Leading doctors have warned that sepsis deaths will not be curbed without radical rethink of research strategy.
They stated that medical and public recognition of sepsis, thought to contribute to between a third and a half of all hospital deaths, must improve if the numbers of deaths from this common and potentially life-threatening condition are to fall.
Professor Jonathan Cohen and colleagues outlined the current state of research into this little-understood condition, and highlight priority areas for future investigation.
Sepsis, sometimes misleadingly called “blood poisoning,” is a common condition whereby an infection triggers an extreme immune response, resulting in widespread inflammation, blood clotting, and swelling.
Although no specific cure for the condition exists, it can often be treated effectively with intensive medical care including antibiotics and intravenous fluid, if identified early enough.
In low-income and middle-income countries, where most sepsis cases occur outside hospital, there are virtually no data on the condition’s incidence, and the number of people killed by sepsis was likely to far exceed the already high rates in more wealthy countries.
Moreover, rising rates of antibiotic resistance globally mean that even if mortality rates from sepsis are improving in some high-income countries, there was no room for complacency.

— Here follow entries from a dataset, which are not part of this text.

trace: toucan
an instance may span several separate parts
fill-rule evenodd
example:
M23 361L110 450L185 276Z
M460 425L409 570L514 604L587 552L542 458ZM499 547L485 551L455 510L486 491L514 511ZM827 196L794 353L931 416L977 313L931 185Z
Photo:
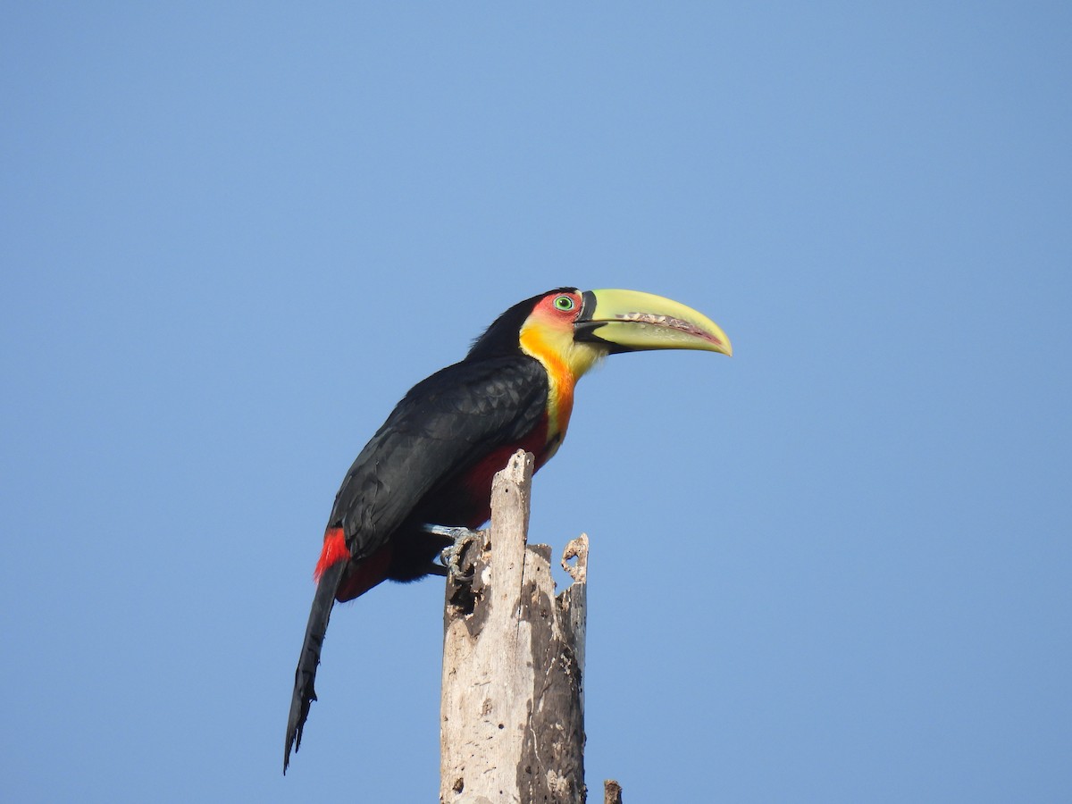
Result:
M349 467L316 564L312 611L294 675L283 773L301 744L331 607L385 580L445 575L436 556L491 515L492 477L518 449L538 470L557 451L577 381L607 355L703 349L726 333L676 301L637 291L560 287L525 299L460 362L415 385ZM446 534L446 535L445 535Z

In addition to the high fatality rate from sepsis, survivors are at an increased risk of long-term chronic illness and mental or physical impairment, although research into the long-term consequences of surviving sepsis is relatively scarce, so doctors have little evidence available on which to base long-term care plans for these patients.
The Commission outlines a roadmap for future research into sepsis, highlighting a number of critical factors that need to change in the field if treatment and diagnosis of sepsis was to improve.
Recommendations include prioritizing research into biomarkers for sepsis, which would allow quicker diagnosis; better education of medical staff and improving public awareness to ensure earlier recognition; rethinking clinical trial design; recognizing that sepsis affects different patients differently and using the power of modern genetics to develop targeted treatments (“personalized medicine”); and, after dozens of failed trials in recent decades, ensuring that universities and drug companies do not abandon research into new drug treatments.